Sur la fonction publique, des inquiétudes s'expriment ; je les entends, s'agissant des mutations par exemple ou de la persistance de spécificités locales du droit de la fonction publique. Le sujet est ouvert et je sais que vous avez des propositions à faire. Certes, il ne figure pas formellement parmi les trente engagements. Mais le Président de la République, M. François Hollande, dans deux conférences organisées à la Réunion, avait décidé, tout en respectant le droit commun et l'égalité entre tous les Français, de mieux domicilier l'emploi dans les outre-mer. Comment organiser les concours à cet effet ? Comment donner une sorte de « priorisation » à l'emploi local sans tomber dans la « réunionisation », la « martinicanisation », la « guadeloupéanisation » ou la « guyanisation » de l'emploi ? Il faut trouver les voies et les moyens pour améliorer le système. Des revendications montent d'ailleurs ici ou là. En Nouvelle-Calédonie, par exemple, des demandes ont été faites pour que le personnel pénitentiaire corresponde davantage à l'origine des détenus. Ce point est délicat mais il en va de la cohésion de nos territoires.
Sur la justice et l'état des prisons : comment ne pas mettre ce sujet au coeur de nos préoccupations lorsque l'on connaît la situation indigne de certains établissements pénitentiaires ? On ne peut traiter ce dossier du simple point de vue budgétaire, il en va de la dignité des personnes. Je sais que la Chancellerie s'efforce d'agir en ce sens.
La jeunesse enfin, tellement prometteuse et parfois aussi tellement démunie : c'est un engagement essentiel du chef de l'État. Si nous ne réussissions pas à redonner espoir à notre jeunesse, c'est tout l'avenir de nos territoires qui serait compromis. L'avenir de notre jeunesse est notre capital commun. Éducation, formation, insertion, valorisation des talents, toutes les politiques publiques doivent être mobilisées afin de proposer des solutions à une jeunesse qui, livrée à elle-même, peut, si l'on n'y prend garde, devenir une bombe à retardement.
Je vais arrêter là ce propos liminaire car je sais que de nos échanges naîtront des propositions, des voies que nous n'avons pas encore explorées. Je l'ai déjà fait savoir à plusieurs reprises : ce ministère est le vôtre et j'entends que les politiques que nous menons soient partagées le plus en amont avec vous. Nous abordons avec un esprit d'ouverture le processus de réflexion, d'études et de traduction en actes législatifs, notamment pour l'agriculture, qui s'engage. Je l'ai dit aux organisations professionnelles que j'ai rencontrées hier à la Réunion et aux élus.
Un travail de codification, à législation constante, est d'ores et déjà en cours avec le Conseil d'État.
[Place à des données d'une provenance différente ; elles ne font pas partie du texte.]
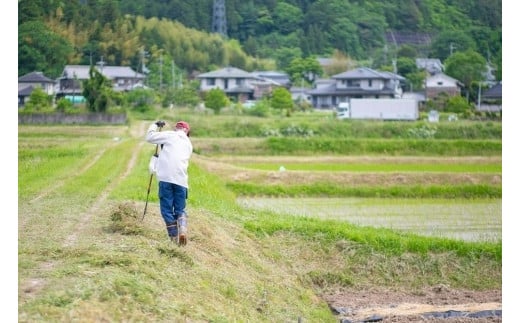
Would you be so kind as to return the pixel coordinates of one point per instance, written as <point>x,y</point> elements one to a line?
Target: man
<point>172,175</point>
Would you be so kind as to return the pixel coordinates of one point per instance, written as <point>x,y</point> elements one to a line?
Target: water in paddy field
<point>468,220</point>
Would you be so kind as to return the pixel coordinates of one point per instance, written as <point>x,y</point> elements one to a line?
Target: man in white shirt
<point>172,175</point>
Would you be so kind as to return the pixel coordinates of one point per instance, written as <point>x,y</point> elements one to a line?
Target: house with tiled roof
<point>123,78</point>
<point>430,65</point>
<point>238,84</point>
<point>441,83</point>
<point>28,82</point>
<point>361,82</point>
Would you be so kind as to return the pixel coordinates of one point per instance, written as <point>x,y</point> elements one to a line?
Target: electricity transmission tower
<point>219,23</point>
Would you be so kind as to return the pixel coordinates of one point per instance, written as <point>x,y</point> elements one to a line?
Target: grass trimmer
<point>154,159</point>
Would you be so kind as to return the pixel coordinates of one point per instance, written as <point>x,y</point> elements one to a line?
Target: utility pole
<point>219,23</point>
<point>160,73</point>
<point>173,74</point>
<point>452,47</point>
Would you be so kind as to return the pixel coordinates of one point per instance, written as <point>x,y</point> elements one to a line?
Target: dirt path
<point>428,305</point>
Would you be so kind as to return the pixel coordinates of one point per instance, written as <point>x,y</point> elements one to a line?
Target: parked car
<point>249,104</point>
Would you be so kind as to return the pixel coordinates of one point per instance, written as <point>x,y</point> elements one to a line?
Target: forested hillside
<point>261,34</point>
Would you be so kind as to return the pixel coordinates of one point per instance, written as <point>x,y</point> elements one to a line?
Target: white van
<point>343,110</point>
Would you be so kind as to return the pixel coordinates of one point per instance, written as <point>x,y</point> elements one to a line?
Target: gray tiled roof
<point>364,73</point>
<point>35,77</point>
<point>227,72</point>
<point>25,90</point>
<point>494,92</point>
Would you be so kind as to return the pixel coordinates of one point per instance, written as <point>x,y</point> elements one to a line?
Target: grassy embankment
<point>85,255</point>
Les textes régissant l'agriculture de l'outre-mer sont en effet dispersés dans plusieurs codes – rural, civil, de l'environnement. Il faut tenter d'y mettre bon ordre : la tâche est considérable.
Il faut également mener un travail de réflexion, adossé aux réalités, avec un objectif de modernisation et de développement pour concevoir l'avenir de ce secteur important. Quelle sera la place des produits locaux dans la politique engagée pour lutter contre le niveau trop élevé des prix ? Comment lutter contre une inflation encore trop importante ? Cela nous renvoie au bouclier qualitéprix. Comment pourrait-on faire l'économie de ces produits dans le chariot-type ? En tout cas, chaque fois qu'on demande aux distributeurs de baisser les prix, une pression est exercée sur les producteurs locaux, sans pour autant, d'ailleurs, qu'on diminue la part des produits importés. Il est donc nécessaire de trouver un équilibre. Ce dernier implique de peser sur tous les maillons de la chaîne afin que l'effort ne porte pas seulement sur les producteurs qui, souvent, commercialisent en circuit court. Les préfets seront en première ligne en la matière.
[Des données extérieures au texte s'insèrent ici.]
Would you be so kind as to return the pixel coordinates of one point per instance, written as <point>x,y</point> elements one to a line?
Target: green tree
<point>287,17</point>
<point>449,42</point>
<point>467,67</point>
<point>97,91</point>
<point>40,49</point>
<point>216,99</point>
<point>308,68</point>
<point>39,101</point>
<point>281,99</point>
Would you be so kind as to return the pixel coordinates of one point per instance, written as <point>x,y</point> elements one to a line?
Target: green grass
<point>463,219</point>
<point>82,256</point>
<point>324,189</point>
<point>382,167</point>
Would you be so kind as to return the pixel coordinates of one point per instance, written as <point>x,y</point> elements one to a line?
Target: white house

Je peux vous annoncer à cet égard, et même si la mesure n'est pas tout à fait arrêtée, que les préfets seront très directement impliqués. Le régime indemnitaire de ces derniers est calé, en effet, sur leur ardeur à lutter contre l'insécurité routière, les violences : je souhaite y ajouter la lutte contre la vie chère. Peut-être obtiendrons-nous de meilleurs résultats si le combat est engagé avec intensité… Une incitation, dans ce registre, peut être utile. Cette disposition, dont je vous fais part en avant-première, semble plutôt bien accueillie par les intéressés. Les discussions, qui vont s'engager très prochainement, devraient aboutir dès le mois de janvier. Il est évident que, dans un premier temps, nous allons essuyer les plâtres. Mais nous améliorerons progressivement les procédures et les méthodes.
Ma première question concerne le CRSD, le contrat de redynamisation des sites de la défense en Polynésie. Nous nous félicitons qu'un amendement ait permis d'étendre aux communes de Nouvelle-Calédonie et de Polynésie le fonds de soutien aux communes touchées par le redéploiement territorial des armées. Mais, si le dossier relatif au CRSD n'est pas débloqué, les collectivités ne pourront rien entreprendre. Je le rappelle, une étude menée par le cabinet SOFRED vise à mettre en place un schéma directeur de développement de projets mixtes pour favoriser la relance de l'activité économique en Polynésie.
Deuxièmement, vous avez fait savoir la semaine dernière que vous souhaitiez vous rendre en Polynésie. Certes, l'initiative est bonne. Mais la campagne relative aux élections du mois d'avril prochain a déjà commencé. Votre venue, en cette période, ne serait-elle pas, dés lors, interprétée comme un soutien à vos alliés polynésiens ? Je n'ose imaginer que le président Temaru puisse en tirer parti.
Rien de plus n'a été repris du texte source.